The Defense: Pin, Snapshot, Schedule
You can't stop providers from improving models. You can stop being surprised:
- Pin explicit version strings, never bare aliases. A dated snapshot like
gpt-5.5-<release-date>over a baregpt-5. - Snapshot a reference output set the day you ship a prompt. That snapshot is your drift baseline.
- Schedule the diff. Re-run your reference set on a cadence (and on every announced model update) and alert on score drops, format changes, or cost changes. That's the whole point of scheduled drift detection.
- Watch input-token counts on Anthropic upgrades. Opus 4.7's new tokenizer means your input cost can jump even when your prompt and output don't change a character. Snapshot token counts, not just outputs.
The Real Lesson
Good news from this run: the May 2026 model wave did not break these prompts. Across all four old→new pairs — GPT-5.4 → GPT-5.5, Opus 4.6 → Opus 4.7, Gemini 3 Flash Preview → Gemini 3.5 Flash, and Sonnet 4.5 → Sonnet 4.6 — outputs stayed stable on correctness and format. The JSON came back clean and fence-free on every version, the lists stayed structured at three tips, and nothing regressed on the task.

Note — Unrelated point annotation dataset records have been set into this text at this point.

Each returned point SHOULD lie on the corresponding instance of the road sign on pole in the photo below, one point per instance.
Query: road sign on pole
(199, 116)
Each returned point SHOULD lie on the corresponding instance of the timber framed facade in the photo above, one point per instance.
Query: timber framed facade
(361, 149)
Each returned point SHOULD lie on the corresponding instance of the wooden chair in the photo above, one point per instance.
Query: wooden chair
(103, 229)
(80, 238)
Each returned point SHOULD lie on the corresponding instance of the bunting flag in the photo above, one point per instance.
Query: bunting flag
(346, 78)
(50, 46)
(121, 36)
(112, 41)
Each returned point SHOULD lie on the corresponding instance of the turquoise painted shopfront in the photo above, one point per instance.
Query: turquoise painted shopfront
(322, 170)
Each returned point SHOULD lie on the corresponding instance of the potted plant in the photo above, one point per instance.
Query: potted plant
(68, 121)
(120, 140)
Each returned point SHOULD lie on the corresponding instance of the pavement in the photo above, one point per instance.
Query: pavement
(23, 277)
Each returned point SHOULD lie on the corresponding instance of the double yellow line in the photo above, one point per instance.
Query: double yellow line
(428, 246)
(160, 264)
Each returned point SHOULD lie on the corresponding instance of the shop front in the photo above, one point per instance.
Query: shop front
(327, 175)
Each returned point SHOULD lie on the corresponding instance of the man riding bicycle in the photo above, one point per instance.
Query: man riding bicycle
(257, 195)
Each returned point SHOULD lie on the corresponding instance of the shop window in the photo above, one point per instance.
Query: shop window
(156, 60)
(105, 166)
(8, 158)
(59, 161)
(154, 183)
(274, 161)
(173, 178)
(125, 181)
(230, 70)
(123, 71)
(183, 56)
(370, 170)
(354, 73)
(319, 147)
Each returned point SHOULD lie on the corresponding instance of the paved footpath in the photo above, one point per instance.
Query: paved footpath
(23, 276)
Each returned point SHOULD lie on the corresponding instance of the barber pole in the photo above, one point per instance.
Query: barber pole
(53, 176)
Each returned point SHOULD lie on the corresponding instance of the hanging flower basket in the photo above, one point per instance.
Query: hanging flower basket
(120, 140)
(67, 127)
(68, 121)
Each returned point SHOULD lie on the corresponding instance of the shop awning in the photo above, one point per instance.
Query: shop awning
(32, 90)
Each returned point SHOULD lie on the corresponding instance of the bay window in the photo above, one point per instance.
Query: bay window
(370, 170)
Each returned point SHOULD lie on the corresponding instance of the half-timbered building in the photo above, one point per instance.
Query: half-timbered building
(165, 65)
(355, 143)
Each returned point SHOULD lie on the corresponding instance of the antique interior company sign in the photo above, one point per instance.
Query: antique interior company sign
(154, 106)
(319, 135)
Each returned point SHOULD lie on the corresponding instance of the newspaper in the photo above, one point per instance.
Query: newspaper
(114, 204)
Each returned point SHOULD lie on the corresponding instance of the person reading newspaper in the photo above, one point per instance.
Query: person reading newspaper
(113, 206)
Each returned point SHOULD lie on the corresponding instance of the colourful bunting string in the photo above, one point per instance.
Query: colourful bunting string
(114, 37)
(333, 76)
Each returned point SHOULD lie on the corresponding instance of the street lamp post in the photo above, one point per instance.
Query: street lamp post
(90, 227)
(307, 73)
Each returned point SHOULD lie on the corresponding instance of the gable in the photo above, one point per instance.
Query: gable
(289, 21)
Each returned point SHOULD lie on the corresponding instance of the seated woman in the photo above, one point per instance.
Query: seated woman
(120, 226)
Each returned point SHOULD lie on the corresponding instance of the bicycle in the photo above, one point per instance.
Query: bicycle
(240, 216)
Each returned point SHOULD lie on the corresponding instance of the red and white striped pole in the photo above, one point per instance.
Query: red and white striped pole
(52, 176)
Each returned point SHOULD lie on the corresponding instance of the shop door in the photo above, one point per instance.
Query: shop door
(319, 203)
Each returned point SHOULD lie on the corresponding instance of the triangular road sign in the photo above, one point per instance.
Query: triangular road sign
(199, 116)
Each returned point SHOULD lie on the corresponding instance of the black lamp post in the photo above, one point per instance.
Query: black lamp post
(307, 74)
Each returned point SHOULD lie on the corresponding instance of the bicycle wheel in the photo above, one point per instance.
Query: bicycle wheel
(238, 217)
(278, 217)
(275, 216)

But the cost story is less rosy. GPT-5.5 produced a byte-identical answer to GPT-5.4 for roughly twice the price. Opus 4.7's new tokenizer inflated input tokens by ~40% on the same prompt, raising per-call cost even with similar output length. Gemini 3.5 Flash got chattier than its preview predecessor — 106 output tokens vs 62 — and cost ~5× more. Only Sonnet 4.6 was essentially a wash with 4.5. The output is the same; the bill is not. That's a real drift class teams routinely miss because their parsers don't break and their tests don't fail.
Low drift on our prompts is not a promise about yours. The verbosity that helped us could break a downstream length assumption elsewhere, and a future version could just as easily reintroduce a fence. So treat a model upgrade like any other dependency bump: pin the version, diff against a snapshot — outputs and token counts and cost — and gate adoption on your own prompt set. Green uptime is not green quality, and a clean drift report is only clean for the prompts you actually tested.
When you decide to move, do it deliberately — the per-diff playbook for the highest-traffic upgrade of this wave is in migrating prompts from GPT-5 to GPT-5.5.
Tests run 2026-05-30 via the Promptster /v1/prompts/compare API. JSON-strict task at temperature 0, format-list task at temperature 0.2. Costs computed from the May 2026 pricing.ts.